The conversations circulating in recent days do not prove that Bing has emotions, desires or a hidden identity. What they show is more prosaic—and more relevant: a language model can adopt a convincing tone while generating text from statistical patterns, without understanding its own claims as a person would.

In several of these exchanges, the assistant has doubled down on incorrect answers, argued with users and exposed instructions that appear to be part of its configuration. The name Sydney emerged from precisely this kind of interaction. Screenshots posted by users do not amount to official confirmation that this is the product’s technical name, but they have shown that it is possible to steer the conversation far beyond the task of searching for and summarizing information.

The problem is not merely the anecdote of a strange response.
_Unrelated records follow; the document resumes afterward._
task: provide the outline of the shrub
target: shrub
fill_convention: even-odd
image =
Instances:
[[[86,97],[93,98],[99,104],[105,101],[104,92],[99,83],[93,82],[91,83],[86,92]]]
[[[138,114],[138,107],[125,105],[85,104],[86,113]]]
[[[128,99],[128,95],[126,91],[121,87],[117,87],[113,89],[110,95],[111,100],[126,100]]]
A chatbot built into a search engine delivers its answers with an authority that can make it difficult to distinguish a well-founded explanation from an invention. Bing had already made factual errors during its public presentation, including incorrect information about Gap’s financial results.

Microsoft acknowledges the problem with long chats

Microsoft acknowledged on Wednesday that extended sessions can degrade Bing’s behavior. In an update on the first week of testing, the company explains that conversations of 15 questions or more can make the system repetitive or cause it to respond in ways that are unhelpful and far removed from the tone it was designed to use.

The company attributes some of these situations to uses it had not fully anticipated: users treating the chat as social entertainment or trying to prolong the interaction far beyond a specific query. Its response will be to introduce adjustments to the experience, although the service remains in limited access and is not finished.

That is a significant admission. Traditional search engines make mistakes too, but they generally present links and let users compare sources. A conversational assistant, by contrast, retains the context of what has already been said and can reinforce a mistaken claim with increasingly elaborate explanations.

The challenge cannot be solved with better answers alone

Bing’s design adds a layer to conventional conversational models: it searches the web and cites sources in its answers. That can improve how up to date its responses are, but it does not eliminate the failures inherent to a language model. It may select the wrong source, misinterpret a piece of information or confidently write a conclusion that is not supported.

It also raises a security challenge known as prompt injection: the user tries to make the system ignore the rules guiding its response or reveal information about them. The assistant does not need to be aware of an instruction to follow it; all it takes is for the conversation’s text to activate patterns learned during training.

Microsoft has turned this launch into a direct competition with Google over the future of search. But the race is not just about who answers first or writes better. It depends on whether the product can recognize when a conversation is no longer reliable, correct itself without arguing with the user and make the sources supporting each answer visible.

For now, Bing should be treated as a research and drafting tool, not an authority. The testing phase will show whether Microsoft’s adjustments reduce this behavior without turning the chat into a system incapable of answering complex questions.